Bugün madem "köylerden" bahsettik. Öyleyse bir de "köy odası hikayesi."
Pek çok köyde "köy odası" vardır.
Köylüler akşamları toplanır, çay içerler.
Bazen siyasetten, bazen futboldan konuşurlar.
Bazen de "avcı hikayeleri" anlatırlar.
***
Sanayi ve Ticaret Bakanı Ali Coşkun'un köyü Başpınar'da da
"köy odası" var.
Yerlerde minderler. Oraya gittiğimizde "anlatın bakalım ağalar" demiştik de...
27 yıldır Erzincan'da İl Genel Meclisi Üyesi olan Şerafettin Özer bir "avcı hikayesi" anlatıvermişti.
***
Köylü, gündüzden komşusuna tembih etmiş:
- Akşam köy odasında ne anlatırsam, sen "ben de oradaydım, gördüm" diye onaylayacaksın... Al sana bunun için on lira.
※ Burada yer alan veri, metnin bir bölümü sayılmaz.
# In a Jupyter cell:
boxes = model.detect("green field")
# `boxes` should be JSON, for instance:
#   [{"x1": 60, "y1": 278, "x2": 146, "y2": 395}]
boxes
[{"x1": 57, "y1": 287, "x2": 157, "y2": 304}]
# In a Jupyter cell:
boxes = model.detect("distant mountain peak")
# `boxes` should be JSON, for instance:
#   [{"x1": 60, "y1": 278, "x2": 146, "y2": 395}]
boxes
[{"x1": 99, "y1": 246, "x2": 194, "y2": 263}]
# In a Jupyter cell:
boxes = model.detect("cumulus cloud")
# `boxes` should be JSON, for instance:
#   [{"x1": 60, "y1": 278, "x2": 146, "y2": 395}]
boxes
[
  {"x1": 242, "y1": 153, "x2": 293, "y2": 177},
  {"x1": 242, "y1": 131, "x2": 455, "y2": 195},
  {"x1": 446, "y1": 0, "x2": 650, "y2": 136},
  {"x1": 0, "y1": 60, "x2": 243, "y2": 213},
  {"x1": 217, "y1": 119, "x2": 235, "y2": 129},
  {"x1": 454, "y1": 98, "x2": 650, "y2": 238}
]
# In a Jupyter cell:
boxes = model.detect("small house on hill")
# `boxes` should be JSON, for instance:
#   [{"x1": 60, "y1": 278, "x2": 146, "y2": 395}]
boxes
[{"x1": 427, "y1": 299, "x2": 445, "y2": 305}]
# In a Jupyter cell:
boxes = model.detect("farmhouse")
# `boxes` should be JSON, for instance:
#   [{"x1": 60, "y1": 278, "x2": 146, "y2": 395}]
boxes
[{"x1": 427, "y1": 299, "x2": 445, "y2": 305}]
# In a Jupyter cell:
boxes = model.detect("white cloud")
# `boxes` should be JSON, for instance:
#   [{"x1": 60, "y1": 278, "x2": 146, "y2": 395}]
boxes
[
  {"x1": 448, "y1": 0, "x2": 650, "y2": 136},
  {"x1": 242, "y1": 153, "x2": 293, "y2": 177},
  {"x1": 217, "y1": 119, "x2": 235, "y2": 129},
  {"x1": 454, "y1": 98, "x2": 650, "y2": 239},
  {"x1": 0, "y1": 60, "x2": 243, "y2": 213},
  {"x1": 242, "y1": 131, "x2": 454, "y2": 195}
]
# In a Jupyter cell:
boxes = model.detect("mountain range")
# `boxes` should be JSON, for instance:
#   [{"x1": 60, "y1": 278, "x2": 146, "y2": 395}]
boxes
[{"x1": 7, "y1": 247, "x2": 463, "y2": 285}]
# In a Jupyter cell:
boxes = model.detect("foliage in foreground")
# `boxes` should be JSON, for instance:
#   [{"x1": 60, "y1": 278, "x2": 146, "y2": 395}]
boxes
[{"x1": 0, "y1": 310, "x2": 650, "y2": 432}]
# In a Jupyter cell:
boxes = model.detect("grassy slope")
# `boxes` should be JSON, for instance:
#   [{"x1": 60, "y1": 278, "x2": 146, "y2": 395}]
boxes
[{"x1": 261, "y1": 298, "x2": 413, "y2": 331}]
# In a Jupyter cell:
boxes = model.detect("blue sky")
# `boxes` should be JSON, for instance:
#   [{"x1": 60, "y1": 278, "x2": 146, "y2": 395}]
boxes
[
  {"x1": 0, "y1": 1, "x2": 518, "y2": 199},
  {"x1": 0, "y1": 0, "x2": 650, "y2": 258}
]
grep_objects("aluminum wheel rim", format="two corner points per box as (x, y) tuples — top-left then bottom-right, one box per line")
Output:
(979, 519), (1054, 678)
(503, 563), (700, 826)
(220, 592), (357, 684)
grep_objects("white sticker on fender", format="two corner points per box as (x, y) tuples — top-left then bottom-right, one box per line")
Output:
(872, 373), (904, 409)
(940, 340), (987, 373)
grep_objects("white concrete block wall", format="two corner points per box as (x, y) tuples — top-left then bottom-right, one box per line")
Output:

Akşam, köy odasına toplanılmış.
"Bizimki" başlamış anlatmaya:
- Ava çıktım... Baktım uzakta bir dağ keçisi... Nişan aldım, tetiğe bastım... Saçmalardan biri keçinin önce tırnağını deldi, sonra kulağını, ardından boynuzunu... Keçi devrildi.
Herkes "yok deve" diyecekken...
"Komşusu" imdada yetişmiş:
- Oradaydım, ben de gördüm.
***
"Bizimki" atmayı sürdürmüş...
- Derken, bir bıldırcın sürüsü çıktı... Saydım, tam 40 bıldırcın... Ateş ettim... 39 bıldırcın düştü... Biri kaçıyor, tüfekten çıkan saçma da onu kovalıyordu... Bıldırcın sağa sola dönüyor, saçma da peşinden kıvrılıyordu.
Herkes ağzı açık dinlerken...
"Komşu" cebindeki on lirayı çıkarıp, "bizimkine" fırlatmış:
- Al paranı başına çal... Artık bu kadarını da onaylamam... Orada değildim, görmedim.